La conoscenza secondo Steiner è sempre fenomenologica.
Conoscere significa non avere presupposti, preconcetti di alcun tipo; la conoscenza non può ammettere nessuna soglia, nulla di predefinito, nessun presupposto.
E come avviene un processo conoscitivo che scaturisca dalla cosa stessa? Facendo parlare la cosa stessa senza sovrapporre le nostre categorie, ciò che proviene dalla nostra interiorità. Se rispetto ad un fenomeno uso i filtri della mia personalità, limiterò enormemente la possibilità di coglierne l’essenza perché ci avrò messo sopra le mie categorie, i miei filtri, la mia esperienza di vita, tutte cose che non c’entreranno sicuramente nulla o poco di più che nulla, nel fenomeno che sto osservando.
Se una persona gioca a tennis ed io ho avuto esperienze non positive con questo sport, è facile che abbini alla persona le mie preclusioni verso quello sport e così metterò dei filtri tra me e la persona e questo mi allontanerà dalla possibilità di svelare l’essenza di quella persona.
Facciamo parlare le cose o il bambino quando non sovrapponiamo alle cose o al bambino alcuna teoria, alcuna nostra categoria, quando non cerchiamo nel bambino la conferma di nessuna nostra teoria.

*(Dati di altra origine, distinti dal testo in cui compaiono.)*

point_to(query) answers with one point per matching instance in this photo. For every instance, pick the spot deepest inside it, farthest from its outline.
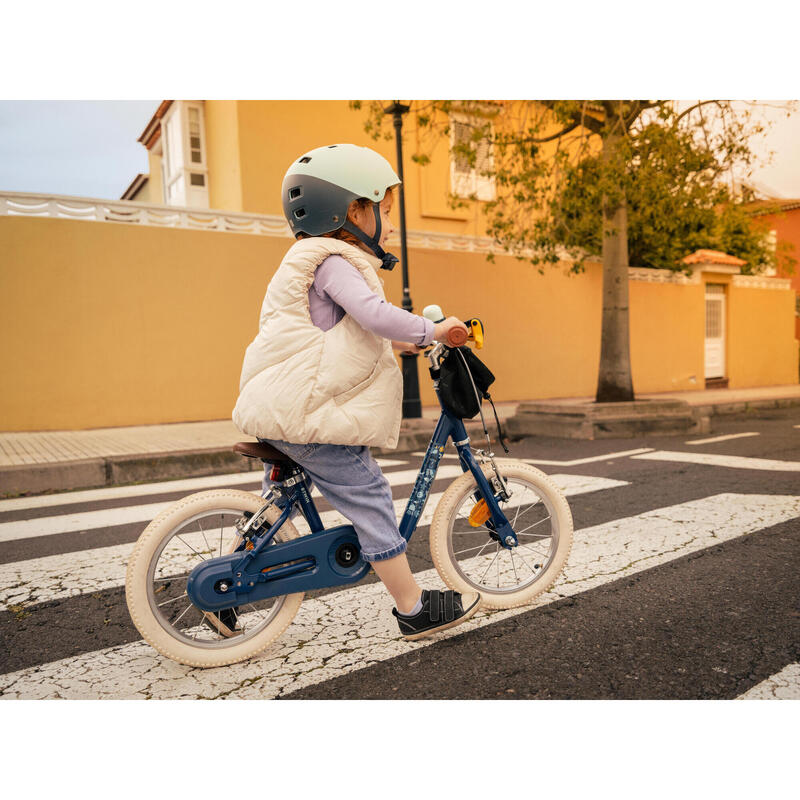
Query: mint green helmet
(319, 187)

Steiner fonda le basi per una conoscenza dell’Uomo così come abbiamo visto nella ricostruzione etimologica – l’azione di “girare intorno”, essere in armonia con, comprendere – fondata sulla base di un pensiero vivente, un pensiero che si sgancia dall’incantesimo dei sensi e libera i pensieri dal riflesso dell’intelletto vivente nell’anima e nello specchio cerebrale, per arrivare ad un pensare che non è più riflesso ma entra nella sfera degli archetipi o dei concetti o delle idee, libere da ogni giudizio personale (le etichette), che vivono nel mondo Spirituale e che sono la vera realtà delle cose e che dobbiamo incontrare, intercettare, immaginare, intuire per svelare chi c’è davanti a noi.

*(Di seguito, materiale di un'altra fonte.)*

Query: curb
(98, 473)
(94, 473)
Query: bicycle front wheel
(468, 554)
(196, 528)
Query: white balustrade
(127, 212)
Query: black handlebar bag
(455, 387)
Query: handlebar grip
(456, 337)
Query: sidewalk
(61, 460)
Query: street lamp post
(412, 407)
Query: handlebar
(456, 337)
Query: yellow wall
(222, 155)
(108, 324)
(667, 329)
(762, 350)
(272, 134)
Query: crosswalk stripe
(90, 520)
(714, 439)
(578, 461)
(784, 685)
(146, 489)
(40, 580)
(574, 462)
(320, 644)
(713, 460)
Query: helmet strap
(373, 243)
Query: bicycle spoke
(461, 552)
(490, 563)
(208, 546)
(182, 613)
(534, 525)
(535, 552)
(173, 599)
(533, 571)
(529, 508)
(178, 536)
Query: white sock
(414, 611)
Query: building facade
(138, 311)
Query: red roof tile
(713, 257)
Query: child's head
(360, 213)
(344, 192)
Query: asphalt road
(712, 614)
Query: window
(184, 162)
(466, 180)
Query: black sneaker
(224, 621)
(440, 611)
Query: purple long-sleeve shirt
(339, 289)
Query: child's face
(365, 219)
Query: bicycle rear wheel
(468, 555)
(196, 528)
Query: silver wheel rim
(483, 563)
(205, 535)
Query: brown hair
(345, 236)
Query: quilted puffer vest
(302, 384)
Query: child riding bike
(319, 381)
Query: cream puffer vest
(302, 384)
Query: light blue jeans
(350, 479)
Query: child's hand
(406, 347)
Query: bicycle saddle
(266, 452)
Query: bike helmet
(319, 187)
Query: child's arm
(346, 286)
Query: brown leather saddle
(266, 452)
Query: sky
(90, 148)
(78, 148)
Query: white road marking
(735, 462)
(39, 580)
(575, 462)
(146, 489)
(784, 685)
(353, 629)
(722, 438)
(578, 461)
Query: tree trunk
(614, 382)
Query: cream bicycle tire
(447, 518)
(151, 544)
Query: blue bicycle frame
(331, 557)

La conoscenza che entra nel fenomeno e non si limita ad una definizione, ad una etichetta né si ferma a guardarlo come un elenco di particolari altrettanto incantati come le teorie della causa e dell’effetto, ma entra nel piano dell’impulso, del gesto, dell’intelligenza, del concetto, dell’idea archetipale che sta al di sopra di ogni manifestazione del piano fisico, che si tratti di un minerale, un vegetale, di un comportamento umano o di un Essere Umano. Lo abbiamo visto quando abbiamo parlato dei Piani al di sopra dei corpi.

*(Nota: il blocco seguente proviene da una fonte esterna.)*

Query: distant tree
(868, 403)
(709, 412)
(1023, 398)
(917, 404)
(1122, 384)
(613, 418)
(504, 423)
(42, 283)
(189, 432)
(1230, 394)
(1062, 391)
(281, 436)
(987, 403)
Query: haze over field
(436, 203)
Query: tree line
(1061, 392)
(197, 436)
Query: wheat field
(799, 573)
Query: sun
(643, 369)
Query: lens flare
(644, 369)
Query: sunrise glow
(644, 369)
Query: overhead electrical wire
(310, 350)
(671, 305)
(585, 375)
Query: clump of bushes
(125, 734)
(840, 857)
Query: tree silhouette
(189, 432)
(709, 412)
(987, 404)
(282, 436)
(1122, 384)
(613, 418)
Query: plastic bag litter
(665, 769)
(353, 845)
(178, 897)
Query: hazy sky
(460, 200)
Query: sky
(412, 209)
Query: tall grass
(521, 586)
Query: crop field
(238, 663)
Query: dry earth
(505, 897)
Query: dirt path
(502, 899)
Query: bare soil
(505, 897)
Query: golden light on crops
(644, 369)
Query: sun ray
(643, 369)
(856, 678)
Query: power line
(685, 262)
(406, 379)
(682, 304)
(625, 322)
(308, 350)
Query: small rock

Il mondo dell’immaginazione, dell’ispirazione e dell’intuizione.
L’Antroposofia, come molte tradizioni spirituali fornisce gli strumenti per liberarsi da ogni forma di giudizio ed accedere direttamente al mondo dei pensieri originari, uscire dalla usuale modalità mortifera della conoscenza operante nel pensiero riflesso che incanta la percezione ed il fenomeno come nello scatto di una fotografia per poi incasellarlo in uno dei tanti cassettini precostituiti dalla società. L’Antroposofia fornisce gli strumenti per entrare nel processo, quel processo che esiste solo in quanto l’uomo stesso lo scopre nel suo intelligere i segni e che non è visibile ai sensi ordinari.
La conoscenza vivente
“Ogni cosa è simbolo”
W. Goethe
Se dunque vogliamo occuparci di Umano ed in special modo di infanzia ed età evolutiva, dobbiamo tanto per cominciare imparare a conoscere le cose goethianamente cioè in maniera vivente.
Che cosa significa conoscere in maniera vivente?
Abbiamo già sopra detto che normalmente di fronte alle manifestazioni della vita, che siano oggetti, panorami, situazioni o persone, tendiamo a dare delle definizioni, ad inscatolare in una categoria, mettere delle etichette che partono come riflesso automatico.
Una definizione è sempre, anche se con sfumature variegate, appartenete ad una delle due polarità “va bene – non va bene”. Potremmo usare i termini sanscriti di Raga e Dvesa che possiamo tradurre con accoglimento/attrazione Raga e respingimento/repulsione Dvesa.
Applichiamo Raga o Dvesa in ogni nostra interazione col mondo e questo lo facciamo fino a che non interviene nella nostra vita un cambiamento: quello della ricerca spirituale il cui senso è esattamente quello di riunificare ogni separazione.
La nostra domanda di fondo deve essere “chi sei tu” che si tratti di avvenimenti, fenomeni ed esseri della natura, o esseri umani. La domanda deve essere “chi sei tu” e la risposta è sempre in ciò che non è visibile ai sensi ordinari ma vive nell’essenza del fenomeno che abbiamo davanti e che per via immaginativa, ispirativa ed intuitiva possiamo incontrare.